As I open the logs files on my honeypot server I see there multiple brute force attacks on my ftp server. They are using administrator and every possible combination of letters and characters. I sit for a a moment and think to myself. What if I had not renamed my administrator account? Would my FTP server have been compromised?
This question or questions bring me ultimately to answer the question of why you should rename your domain administrator account. There are going to be certain servers like Microsoft FTP through IIS that do not allow you to set settings based on how my incorrect attempts before a user is locked out. Regardless how can you lock out the one account that has access to your entire network? First I will just say I don’t believe entirely in security through obsecurity. However, it is definitely a mechanism you can put in place to further protect your network. When hackers try to brute force your network you can almost ensure yourself they’re going to try to use “administrator” as their user.
You might be asking at this point. Ok so if I rename my domain administrator account how will I access items that require this permission. This is a good question. Basically what I would recommend is create an account named admin-username. Username of course being your user name or any other users who need to manage your domain. Once you have done this I would recommend renaming your domain administrator account to something obscure. Then set the password and make it very long and difficult to brute force attack. When that is complete save that password somewhere secure in case the day comes when you need it.

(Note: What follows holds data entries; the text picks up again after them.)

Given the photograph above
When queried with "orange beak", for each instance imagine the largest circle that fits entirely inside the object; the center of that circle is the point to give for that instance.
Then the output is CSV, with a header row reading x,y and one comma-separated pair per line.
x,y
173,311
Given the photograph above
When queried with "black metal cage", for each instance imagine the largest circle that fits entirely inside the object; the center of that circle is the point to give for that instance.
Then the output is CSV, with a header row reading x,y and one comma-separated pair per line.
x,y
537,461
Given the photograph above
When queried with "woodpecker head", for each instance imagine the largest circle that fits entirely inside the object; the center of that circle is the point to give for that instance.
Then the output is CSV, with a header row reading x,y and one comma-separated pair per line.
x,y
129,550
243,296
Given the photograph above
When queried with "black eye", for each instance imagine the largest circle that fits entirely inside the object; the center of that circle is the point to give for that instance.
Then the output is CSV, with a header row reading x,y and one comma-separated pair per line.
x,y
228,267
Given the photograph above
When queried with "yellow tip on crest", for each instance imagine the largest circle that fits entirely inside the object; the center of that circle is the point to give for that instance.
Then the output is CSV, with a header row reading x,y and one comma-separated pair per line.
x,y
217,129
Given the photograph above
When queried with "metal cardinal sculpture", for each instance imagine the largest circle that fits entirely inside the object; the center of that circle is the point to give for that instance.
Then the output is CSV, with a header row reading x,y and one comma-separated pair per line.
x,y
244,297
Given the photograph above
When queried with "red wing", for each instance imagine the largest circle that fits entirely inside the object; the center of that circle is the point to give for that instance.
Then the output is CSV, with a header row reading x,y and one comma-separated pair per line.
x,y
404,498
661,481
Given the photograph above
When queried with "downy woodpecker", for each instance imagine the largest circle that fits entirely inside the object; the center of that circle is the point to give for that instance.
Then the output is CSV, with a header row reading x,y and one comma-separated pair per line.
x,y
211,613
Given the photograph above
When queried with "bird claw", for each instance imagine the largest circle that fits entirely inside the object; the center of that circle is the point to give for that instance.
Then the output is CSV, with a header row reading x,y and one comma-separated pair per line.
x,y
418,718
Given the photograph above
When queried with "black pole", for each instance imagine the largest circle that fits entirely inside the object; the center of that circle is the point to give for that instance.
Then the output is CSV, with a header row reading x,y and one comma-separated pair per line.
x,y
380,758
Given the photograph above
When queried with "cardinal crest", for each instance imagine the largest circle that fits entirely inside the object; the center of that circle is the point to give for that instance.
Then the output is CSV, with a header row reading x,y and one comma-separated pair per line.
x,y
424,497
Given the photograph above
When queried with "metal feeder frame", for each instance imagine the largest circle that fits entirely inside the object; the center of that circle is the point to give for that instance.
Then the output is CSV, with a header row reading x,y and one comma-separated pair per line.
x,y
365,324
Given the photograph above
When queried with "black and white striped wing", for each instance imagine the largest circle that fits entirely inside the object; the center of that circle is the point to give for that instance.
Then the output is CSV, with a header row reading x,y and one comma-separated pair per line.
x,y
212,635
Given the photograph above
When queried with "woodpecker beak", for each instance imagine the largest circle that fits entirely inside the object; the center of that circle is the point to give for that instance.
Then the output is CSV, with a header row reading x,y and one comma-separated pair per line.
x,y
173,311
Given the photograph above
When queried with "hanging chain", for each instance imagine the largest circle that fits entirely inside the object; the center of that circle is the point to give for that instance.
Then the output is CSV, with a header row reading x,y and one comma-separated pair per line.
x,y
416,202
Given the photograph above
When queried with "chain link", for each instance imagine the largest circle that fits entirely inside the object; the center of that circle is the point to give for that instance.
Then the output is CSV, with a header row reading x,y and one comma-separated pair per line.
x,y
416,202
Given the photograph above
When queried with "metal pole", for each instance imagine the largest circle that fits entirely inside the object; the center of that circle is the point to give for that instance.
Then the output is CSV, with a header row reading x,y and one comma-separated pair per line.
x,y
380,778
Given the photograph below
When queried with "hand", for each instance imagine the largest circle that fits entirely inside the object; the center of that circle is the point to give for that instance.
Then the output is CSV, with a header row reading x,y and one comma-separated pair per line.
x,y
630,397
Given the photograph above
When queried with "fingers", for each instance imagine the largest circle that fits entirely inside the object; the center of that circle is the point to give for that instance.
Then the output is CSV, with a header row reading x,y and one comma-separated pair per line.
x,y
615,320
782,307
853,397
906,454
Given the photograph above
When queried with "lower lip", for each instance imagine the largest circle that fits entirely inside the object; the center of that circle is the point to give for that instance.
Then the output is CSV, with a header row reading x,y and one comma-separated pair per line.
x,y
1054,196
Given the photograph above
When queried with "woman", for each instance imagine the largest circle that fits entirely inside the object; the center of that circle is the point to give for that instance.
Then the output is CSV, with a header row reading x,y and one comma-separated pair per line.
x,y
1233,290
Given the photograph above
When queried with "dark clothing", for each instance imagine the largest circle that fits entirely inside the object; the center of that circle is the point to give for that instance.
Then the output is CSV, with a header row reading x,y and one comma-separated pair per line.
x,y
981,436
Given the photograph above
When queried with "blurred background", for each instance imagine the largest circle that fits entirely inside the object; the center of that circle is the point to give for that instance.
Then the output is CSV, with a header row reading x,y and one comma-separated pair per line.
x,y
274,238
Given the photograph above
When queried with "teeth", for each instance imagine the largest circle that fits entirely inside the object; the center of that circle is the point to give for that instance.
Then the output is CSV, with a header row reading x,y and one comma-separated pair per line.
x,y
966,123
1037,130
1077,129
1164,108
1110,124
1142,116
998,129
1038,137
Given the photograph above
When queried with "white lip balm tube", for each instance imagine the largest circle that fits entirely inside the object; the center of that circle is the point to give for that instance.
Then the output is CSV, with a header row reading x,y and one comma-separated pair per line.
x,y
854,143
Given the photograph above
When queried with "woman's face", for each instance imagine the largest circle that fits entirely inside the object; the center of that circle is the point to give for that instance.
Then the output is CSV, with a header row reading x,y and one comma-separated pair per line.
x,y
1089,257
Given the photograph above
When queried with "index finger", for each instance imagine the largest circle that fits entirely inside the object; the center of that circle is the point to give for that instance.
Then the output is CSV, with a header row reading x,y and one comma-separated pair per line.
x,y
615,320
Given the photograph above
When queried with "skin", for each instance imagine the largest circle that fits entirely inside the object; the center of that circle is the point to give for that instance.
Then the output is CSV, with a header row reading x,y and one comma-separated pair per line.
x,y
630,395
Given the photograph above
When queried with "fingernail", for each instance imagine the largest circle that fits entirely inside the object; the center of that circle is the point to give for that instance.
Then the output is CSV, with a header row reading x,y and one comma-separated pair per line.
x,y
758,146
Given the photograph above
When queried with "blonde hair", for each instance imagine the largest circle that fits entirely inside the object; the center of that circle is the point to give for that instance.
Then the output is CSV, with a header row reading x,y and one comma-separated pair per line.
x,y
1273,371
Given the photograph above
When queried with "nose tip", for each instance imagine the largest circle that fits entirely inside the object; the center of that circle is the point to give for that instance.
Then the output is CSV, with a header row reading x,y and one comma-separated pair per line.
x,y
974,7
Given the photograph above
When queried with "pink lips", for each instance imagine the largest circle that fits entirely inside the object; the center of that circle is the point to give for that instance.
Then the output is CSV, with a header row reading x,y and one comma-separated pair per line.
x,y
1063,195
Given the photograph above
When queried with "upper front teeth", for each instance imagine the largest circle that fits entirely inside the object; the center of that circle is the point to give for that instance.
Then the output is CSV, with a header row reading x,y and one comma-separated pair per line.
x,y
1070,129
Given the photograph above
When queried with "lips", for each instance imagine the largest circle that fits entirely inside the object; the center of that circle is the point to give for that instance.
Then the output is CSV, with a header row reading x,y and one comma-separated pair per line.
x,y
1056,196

Since I’m on this note. There is another very important security measure administrators should take. NEVER use your domain admin account to login on a daily basis. You should be logging in to your network just like every other user. With an account that has absolutely no administrator permissions. If you need to install new hardware or software or change system settings then do a runas. Or simply log off and log back in as administrator. I cannot tell you how many machines or networks get infected because users are logging in as administrator when they don’t need to be. Don’t get lazy and complacent do the right thing today.